As has become a pattern with white supremacist violence, the shooter not only meticulously planned the attack, but also designed it for social media, even live streaming it on Facebook. The fact that his video is still accessible on several social media websites is a reminder that these platforms need to do more to stem the flow of hateful messages and memes on their platforms, especially white supremacist memes targeting Muslims, Jews and other minorities.

In the third year of Trump’s presidency we’ve witnessed the president stoke irrational and baseless fears of Muslim invaders (hence the travel ban and the lies about Middle East terrorists mixed into the caravan). We’ve seen him declare that there were “very fine” people were among the neo-Nazi marchers in Charlottesville, who chanted the white nationalist theme (“Jews will not replace us”) — the same “replacement” ideology apparently at the heart of the New Zealand attacks.

Trump has hired advisers who believe the United States is in a life-and-death struggle with Islam, blurring the distinction between members of a worldwide religion and fundamentalists responsible for terrorism attacks. He has falsely labeled acts of terrorism from radicalized people in the United States as evidence of the Muslim threat he tells his followers they should fear. He has virtually ignored right-wing domestic terror despite its rise in the United States and around the world:

The threat of far-right political terrorism, for one, is a growing concern in North America and Western Europe, according to the findings. While the United Kingdom, Spain, Finland, Sweden, and Austria were the only countries to experience increases in deaths from terrorism in Western Europe, both Canada and the U.S. experienced increases in total deaths in North America.
Far-right groups and individuals caused 66 deaths and launched 127 attacks in the regions between 2013 and 2017. The majority of attacks, according to the findings, were carried out by lone actors with far-right, white nationalist or anti-Muslim beliefs.

If one wanted to follow Trump’s rationale, they’d ban immigration from the countries identified above. But that would be insane, you say, because it ignores the scourge of domestic terrorism and casts suspicion on millions of innocent people. Precisely.
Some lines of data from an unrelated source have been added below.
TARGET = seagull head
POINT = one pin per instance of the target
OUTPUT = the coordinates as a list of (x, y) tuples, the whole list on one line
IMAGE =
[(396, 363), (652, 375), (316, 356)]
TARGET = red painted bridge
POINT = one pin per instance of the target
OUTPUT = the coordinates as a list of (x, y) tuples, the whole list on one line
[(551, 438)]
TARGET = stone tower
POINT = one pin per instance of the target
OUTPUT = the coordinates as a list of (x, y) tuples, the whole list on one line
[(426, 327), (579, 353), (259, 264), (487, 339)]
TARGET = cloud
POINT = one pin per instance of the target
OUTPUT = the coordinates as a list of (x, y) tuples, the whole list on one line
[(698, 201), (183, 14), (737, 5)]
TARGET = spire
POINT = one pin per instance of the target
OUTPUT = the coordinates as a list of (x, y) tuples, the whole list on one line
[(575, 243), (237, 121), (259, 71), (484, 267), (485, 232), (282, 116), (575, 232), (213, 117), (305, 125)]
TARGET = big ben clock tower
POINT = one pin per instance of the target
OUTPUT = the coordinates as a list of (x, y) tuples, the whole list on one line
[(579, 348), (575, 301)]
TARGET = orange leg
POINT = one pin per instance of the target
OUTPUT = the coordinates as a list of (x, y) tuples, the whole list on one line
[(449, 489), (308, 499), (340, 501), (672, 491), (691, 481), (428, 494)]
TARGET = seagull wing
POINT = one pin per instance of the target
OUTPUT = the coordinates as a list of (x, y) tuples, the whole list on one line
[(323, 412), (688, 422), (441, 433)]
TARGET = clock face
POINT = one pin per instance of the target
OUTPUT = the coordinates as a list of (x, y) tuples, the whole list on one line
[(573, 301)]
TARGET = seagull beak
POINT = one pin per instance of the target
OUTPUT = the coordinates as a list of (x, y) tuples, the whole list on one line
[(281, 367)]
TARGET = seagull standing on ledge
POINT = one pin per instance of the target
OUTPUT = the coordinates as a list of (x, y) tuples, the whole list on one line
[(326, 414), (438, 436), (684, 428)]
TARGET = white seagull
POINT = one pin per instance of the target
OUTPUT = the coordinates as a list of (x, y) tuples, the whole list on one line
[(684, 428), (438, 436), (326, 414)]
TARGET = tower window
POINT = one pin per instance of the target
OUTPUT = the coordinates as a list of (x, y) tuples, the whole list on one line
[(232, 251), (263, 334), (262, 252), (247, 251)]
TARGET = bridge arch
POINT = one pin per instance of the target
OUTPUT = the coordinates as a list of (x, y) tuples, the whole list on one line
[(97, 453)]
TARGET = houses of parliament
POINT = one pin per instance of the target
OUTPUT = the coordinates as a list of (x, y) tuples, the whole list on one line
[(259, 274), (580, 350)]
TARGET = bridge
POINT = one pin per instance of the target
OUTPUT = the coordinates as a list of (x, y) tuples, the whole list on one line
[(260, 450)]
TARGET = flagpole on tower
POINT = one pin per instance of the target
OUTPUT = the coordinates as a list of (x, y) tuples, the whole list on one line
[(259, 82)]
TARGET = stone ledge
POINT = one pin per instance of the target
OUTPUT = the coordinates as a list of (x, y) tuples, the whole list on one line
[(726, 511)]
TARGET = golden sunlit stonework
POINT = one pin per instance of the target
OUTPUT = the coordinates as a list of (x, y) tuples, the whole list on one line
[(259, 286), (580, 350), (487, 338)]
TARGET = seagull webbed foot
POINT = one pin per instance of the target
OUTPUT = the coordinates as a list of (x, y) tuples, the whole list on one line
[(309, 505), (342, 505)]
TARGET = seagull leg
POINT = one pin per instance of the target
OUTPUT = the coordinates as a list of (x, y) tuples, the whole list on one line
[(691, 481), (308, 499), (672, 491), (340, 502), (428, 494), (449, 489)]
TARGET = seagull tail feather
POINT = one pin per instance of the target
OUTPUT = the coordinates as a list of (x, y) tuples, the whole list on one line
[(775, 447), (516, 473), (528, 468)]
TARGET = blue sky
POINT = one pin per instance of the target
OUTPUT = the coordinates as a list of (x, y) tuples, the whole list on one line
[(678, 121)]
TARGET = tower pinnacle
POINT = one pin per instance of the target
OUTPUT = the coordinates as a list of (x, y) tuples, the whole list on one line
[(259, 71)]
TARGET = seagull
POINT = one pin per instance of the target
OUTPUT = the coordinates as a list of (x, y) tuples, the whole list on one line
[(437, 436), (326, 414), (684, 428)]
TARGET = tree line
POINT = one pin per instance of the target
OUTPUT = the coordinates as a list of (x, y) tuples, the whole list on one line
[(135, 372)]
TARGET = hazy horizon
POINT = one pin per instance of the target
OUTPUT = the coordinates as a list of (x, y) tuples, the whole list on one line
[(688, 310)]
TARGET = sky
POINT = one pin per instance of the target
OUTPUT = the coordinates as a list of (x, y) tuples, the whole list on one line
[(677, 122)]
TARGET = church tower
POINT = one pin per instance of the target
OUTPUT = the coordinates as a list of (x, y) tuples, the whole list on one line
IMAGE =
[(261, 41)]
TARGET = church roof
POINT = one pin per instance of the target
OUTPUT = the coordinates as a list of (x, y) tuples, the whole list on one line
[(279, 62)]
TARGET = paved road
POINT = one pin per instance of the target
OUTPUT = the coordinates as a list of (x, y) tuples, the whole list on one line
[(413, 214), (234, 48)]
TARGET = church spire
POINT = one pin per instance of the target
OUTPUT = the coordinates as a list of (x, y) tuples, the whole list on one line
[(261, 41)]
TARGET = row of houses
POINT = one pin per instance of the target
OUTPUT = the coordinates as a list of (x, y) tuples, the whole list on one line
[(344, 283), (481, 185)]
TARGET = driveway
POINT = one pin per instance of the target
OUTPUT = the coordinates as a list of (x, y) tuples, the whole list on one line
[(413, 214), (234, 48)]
Trump has at his disposal a right-wing media that trumpets his themes and echoes his baseless accusations. The alt-right and white nationalists fill social media with the same blind hatred. Ordinary MAGA fans listen to Trump’s venom again and again.

In this cauldron of Islamophobia, racism and xenophobia, we have seen a sizable increase — 17 percent in 2017 — in hate crimes in the United States. What did we expect would happen?

Did Trump “cause” the mosque killing? No. The murderer(s) are responsible for the deaths of innocents, for the assault on religious freedom, for an act of unimaginable evil. Does Trump contribute to the broader problem, amplifying rather than discouraging (as Bush did) Islamophobia? Yes. Does Trump give legitimacy to “replacement” ideology by creating a moral equivalence between its proponents and anti-Nazi protesters? Yes. Does he prefer to fuel fear of Muslims at the expense of taking serious and sustained effort against right-wing terrorism? Absolutely.

Bush put it best: “Those who feel like they can intimidate our fellow citizens to take out their anger don’t represent the best of America, they represent the worst of humankind, and they should be ashamed of that kind of behavior.” He never conceived that such a person would occupy the Oval Office.